Ja das war uns eigentlich schon von vornherein bewusst. Wobei ob es für den Hörer jetzt so eine große Herausforderung ist, weiß ich gar nicht. Für mich persönlich ist der „Proterozoic“ Teil eigentlich der eingängigere Teil, der leichter zugänglich ist. Eben weil es nicht nur auf die Fresse gibt, sondern weil es auch Platz zum Atmen lässt. Ich glaube die größere Herausforderung war wirklich dieses Album zu machen und aufzunehmen, auch weil der „Proterozoic“ Part ungemein schwieriger und komplexer als der „Hadean / Archean“ war. Den hätten wir wirklich in zwei Wochen Studio oder sogar weniger komplett einspielen können. Ich sag mal, 80 bis 90% der reinen Zeit im Produktionsprozess ging eben für „Proterozoic“ drauf. Wir wussten das von vornherein, dass das ein schwieriges Unterfangen wird, das find schon im Songwirtingprozess an. Ich habe die meisten Songs auf dem Rechner komponiert und diesmal auch erstmalig die Gitarrenparts gleich am Rechner komponiert, was ich in der Vergangenheit auch noch nie gemacht hab. Wo ich mich dann hinsetzen musste und einzelne Akkorde an der Klampfe rausfrickeln musste um zu sehen wie ich das live spielen kann. Dadurch haben die Songs eine sehr eigene Note bekommen, einen sehr eigenen Charakter, dadurch war es aber auch von Anfang an klar, dass es sehr, sehr schwierig werden würde das Alles umzusetzen. Wir wussten auch nicht so genau, wo das am Ende hinführen wird. Gerade die vielen Streicherstimmen und die subtilen elektronischen Sounds sind wirklich erst am Ende des Produktionsprozesses dazu gekommen und haben die Farbe der Songs auf jeden Fall noch mal nachhaltig verändert und umgeprägt. Dadurch ist auch das Endresultat schon ein bisschen was Anderes, als wir es erwartet hätten, aber das ist ja auch immer das spannende am Aufnehmen. Das es schwierig wird und sehr umfangreich wussten wir schon von Anfang an.

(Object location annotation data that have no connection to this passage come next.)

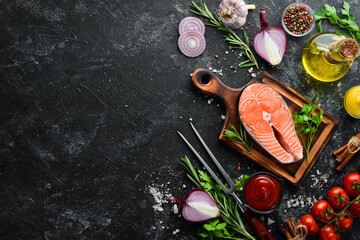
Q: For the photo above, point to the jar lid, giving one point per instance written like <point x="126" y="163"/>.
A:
<point x="349" y="48"/>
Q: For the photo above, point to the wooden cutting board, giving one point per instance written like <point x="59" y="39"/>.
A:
<point x="208" y="83"/>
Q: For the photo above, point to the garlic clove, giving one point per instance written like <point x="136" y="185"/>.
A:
<point x="233" y="13"/>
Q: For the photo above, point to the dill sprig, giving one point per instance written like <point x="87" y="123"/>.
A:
<point x="239" y="137"/>
<point x="231" y="36"/>
<point x="229" y="211"/>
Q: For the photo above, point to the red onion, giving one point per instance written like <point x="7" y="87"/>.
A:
<point x="198" y="206"/>
<point x="270" y="42"/>
<point x="192" y="43"/>
<point x="191" y="24"/>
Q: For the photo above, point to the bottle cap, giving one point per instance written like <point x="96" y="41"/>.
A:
<point x="349" y="48"/>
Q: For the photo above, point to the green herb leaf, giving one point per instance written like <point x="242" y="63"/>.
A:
<point x="319" y="15"/>
<point x="345" y="21"/>
<point x="240" y="184"/>
<point x="209" y="227"/>
<point x="307" y="123"/>
<point x="319" y="26"/>
<point x="345" y="9"/>
<point x="229" y="221"/>
<point x="239" y="137"/>
<point x="330" y="12"/>
<point x="220" y="226"/>
<point x="246" y="38"/>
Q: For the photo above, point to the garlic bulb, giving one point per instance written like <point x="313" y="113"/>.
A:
<point x="233" y="12"/>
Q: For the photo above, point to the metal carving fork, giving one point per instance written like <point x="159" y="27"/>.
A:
<point x="253" y="221"/>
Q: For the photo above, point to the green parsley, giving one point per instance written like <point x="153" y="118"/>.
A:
<point x="345" y="20"/>
<point x="229" y="223"/>
<point x="239" y="137"/>
<point x="306" y="123"/>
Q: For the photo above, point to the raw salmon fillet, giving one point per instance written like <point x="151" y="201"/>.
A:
<point x="267" y="118"/>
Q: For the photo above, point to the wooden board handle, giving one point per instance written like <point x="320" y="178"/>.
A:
<point x="260" y="230"/>
<point x="210" y="84"/>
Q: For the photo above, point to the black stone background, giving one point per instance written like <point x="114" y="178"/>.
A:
<point x="92" y="94"/>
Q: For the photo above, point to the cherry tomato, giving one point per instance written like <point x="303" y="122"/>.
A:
<point x="310" y="223"/>
<point x="355" y="208"/>
<point x="351" y="184"/>
<point x="334" y="202"/>
<point x="345" y="223"/>
<point x="328" y="233"/>
<point x="319" y="207"/>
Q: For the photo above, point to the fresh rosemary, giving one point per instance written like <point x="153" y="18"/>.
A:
<point x="239" y="137"/>
<point x="229" y="211"/>
<point x="231" y="36"/>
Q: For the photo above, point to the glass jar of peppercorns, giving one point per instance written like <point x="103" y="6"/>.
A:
<point x="298" y="19"/>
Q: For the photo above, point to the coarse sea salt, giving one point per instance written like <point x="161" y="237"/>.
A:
<point x="159" y="198"/>
<point x="175" y="209"/>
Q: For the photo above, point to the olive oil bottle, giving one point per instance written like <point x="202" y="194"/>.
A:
<point x="352" y="102"/>
<point x="328" y="56"/>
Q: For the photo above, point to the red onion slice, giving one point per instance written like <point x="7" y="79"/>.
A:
<point x="191" y="24"/>
<point x="198" y="206"/>
<point x="270" y="42"/>
<point x="192" y="43"/>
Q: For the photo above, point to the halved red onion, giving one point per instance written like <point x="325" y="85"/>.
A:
<point x="270" y="42"/>
<point x="191" y="24"/>
<point x="192" y="43"/>
<point x="198" y="206"/>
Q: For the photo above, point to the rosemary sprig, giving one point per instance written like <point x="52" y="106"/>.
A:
<point x="231" y="36"/>
<point x="229" y="211"/>
<point x="239" y="137"/>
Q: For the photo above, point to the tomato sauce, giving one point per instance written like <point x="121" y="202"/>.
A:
<point x="262" y="192"/>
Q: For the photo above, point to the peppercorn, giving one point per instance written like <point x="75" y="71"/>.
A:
<point x="297" y="19"/>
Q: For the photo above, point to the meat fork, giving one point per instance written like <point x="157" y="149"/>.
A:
<point x="253" y="221"/>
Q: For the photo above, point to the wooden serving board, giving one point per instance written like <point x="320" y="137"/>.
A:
<point x="295" y="173"/>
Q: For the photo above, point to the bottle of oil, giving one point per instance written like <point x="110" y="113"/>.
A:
<point x="352" y="102"/>
<point x="328" y="56"/>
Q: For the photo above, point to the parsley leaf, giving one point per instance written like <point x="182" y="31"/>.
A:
<point x="330" y="12"/>
<point x="307" y="123"/>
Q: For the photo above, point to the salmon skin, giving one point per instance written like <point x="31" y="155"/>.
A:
<point x="267" y="118"/>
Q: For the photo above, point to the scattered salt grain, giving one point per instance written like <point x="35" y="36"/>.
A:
<point x="159" y="198"/>
<point x="175" y="209"/>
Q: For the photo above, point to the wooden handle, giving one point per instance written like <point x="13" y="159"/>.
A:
<point x="260" y="230"/>
<point x="207" y="82"/>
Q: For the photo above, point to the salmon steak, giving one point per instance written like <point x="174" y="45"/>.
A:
<point x="266" y="117"/>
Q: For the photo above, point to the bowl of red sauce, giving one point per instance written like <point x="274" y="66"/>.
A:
<point x="263" y="192"/>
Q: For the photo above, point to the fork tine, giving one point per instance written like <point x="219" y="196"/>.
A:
<point x="204" y="163"/>
<point x="223" y="172"/>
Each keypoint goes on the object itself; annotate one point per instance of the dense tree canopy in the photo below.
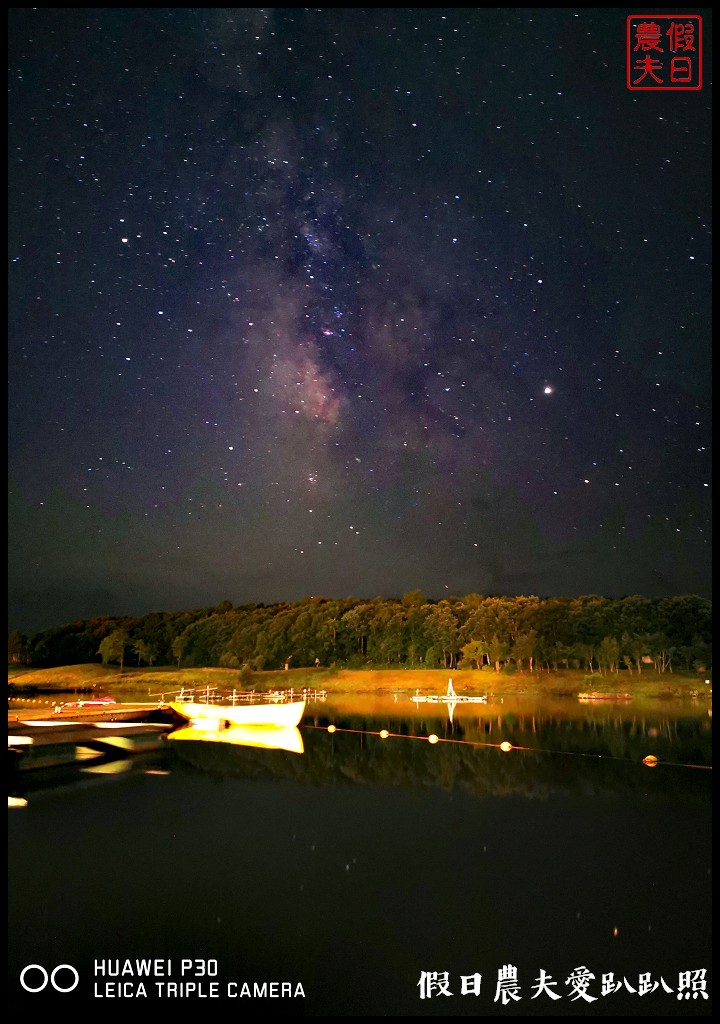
(512, 633)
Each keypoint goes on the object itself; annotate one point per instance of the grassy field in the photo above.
(96, 678)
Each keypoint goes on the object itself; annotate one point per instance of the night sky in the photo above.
(349, 302)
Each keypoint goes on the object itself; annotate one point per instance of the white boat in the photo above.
(265, 737)
(451, 697)
(244, 710)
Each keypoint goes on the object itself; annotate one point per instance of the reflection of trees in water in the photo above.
(598, 758)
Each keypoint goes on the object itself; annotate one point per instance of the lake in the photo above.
(379, 876)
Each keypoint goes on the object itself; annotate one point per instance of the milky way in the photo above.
(349, 302)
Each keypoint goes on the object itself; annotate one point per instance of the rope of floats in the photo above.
(650, 761)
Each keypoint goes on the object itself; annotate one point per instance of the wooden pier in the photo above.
(47, 743)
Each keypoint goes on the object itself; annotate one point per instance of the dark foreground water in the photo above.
(376, 877)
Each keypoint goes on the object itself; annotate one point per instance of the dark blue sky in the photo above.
(350, 302)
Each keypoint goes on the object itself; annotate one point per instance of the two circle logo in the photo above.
(51, 978)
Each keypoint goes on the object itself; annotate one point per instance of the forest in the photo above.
(502, 634)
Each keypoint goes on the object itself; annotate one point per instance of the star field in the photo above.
(349, 302)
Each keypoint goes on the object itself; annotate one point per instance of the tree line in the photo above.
(508, 634)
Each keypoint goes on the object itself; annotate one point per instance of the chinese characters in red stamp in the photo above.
(665, 51)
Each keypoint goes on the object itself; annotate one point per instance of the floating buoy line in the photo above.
(650, 761)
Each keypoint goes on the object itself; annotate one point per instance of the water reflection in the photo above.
(508, 754)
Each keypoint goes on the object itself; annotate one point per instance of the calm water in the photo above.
(365, 869)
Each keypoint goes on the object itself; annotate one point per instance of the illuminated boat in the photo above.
(285, 714)
(265, 737)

In das Gesamtkonzept des Albums passt auch das (wie ich meine) fantastische Artwork wie die Faust aufs Auge – inwieweit sind da Ideen von Euch mit hineingeflossen, weil ihr habt ja wieder mit Martin Kvamme zusammen gearbeitet.

Also da steckt viel kreative Arbeit von Martin Kvamme drinnen. Ich hab ihm eigentlich nur grob gesagt was wir ungefähr haben wollen. Sprich das Thema, die ganze Idee mit den geologischen Perioden und Ära das war unsere Idee, das hab ich ihm alles geschickt und natürlich auch das Konzept der Platte erklärt, ich hab ihm auch gesagt, dass wir ein sehr dunkles Artwork haben wollen, mit Lavaströmen und Vulkanen. Das war aber auch eigentlich schon alles. Die Umsetzung und auch die Ideen, das alles kam von Martin. Die ganze grafische Umsetzung, die Idee mit den Diecard Holes, den verschiedenen Druckfarben, auch mit diesen Blasen, die man auf dem Digipack findet, das ist alles Martin Kvamme’s Arbeit. Deshalb schätzen wir ihn so sehr und arbeiten so gerne mit ihm zusammen, weil er unglaublich kreativ ist und auch ein Künstler ist. Nicht einfach ein Grafiker, der bezahlt werden will. Was bedeutet, wenn ganz viel Arbeit von Nöten ist um einen Fortschritt zu erzielen, dann macht er das. Das finde ich sehr, sehr toll an ihm und deshalb werden wir wahrscheinlich auch immer wieder mit ihm zusammenarbeiten.

Ich hab mich ob Eures neuen Werkes mal ganz mutig aus dem Fenster gelehnt und behauptet, "Precambrian" sei mein Album des Jahres 2007 – einfach weil endlich wieder einmal eine Band ein Album als Gesamteinheit angesehen hat und den Hörer auch fordert, fordert sich mit den Texten zu beschäftigen, das Booklet zu studieren und zu genießen und auch wirklich jeden einzelnen Song in sich aufzusaugen – war das so was wie die Grundvoraussetzung für Euch, als die Idee für dieses Konzeptwerk geboren wurde?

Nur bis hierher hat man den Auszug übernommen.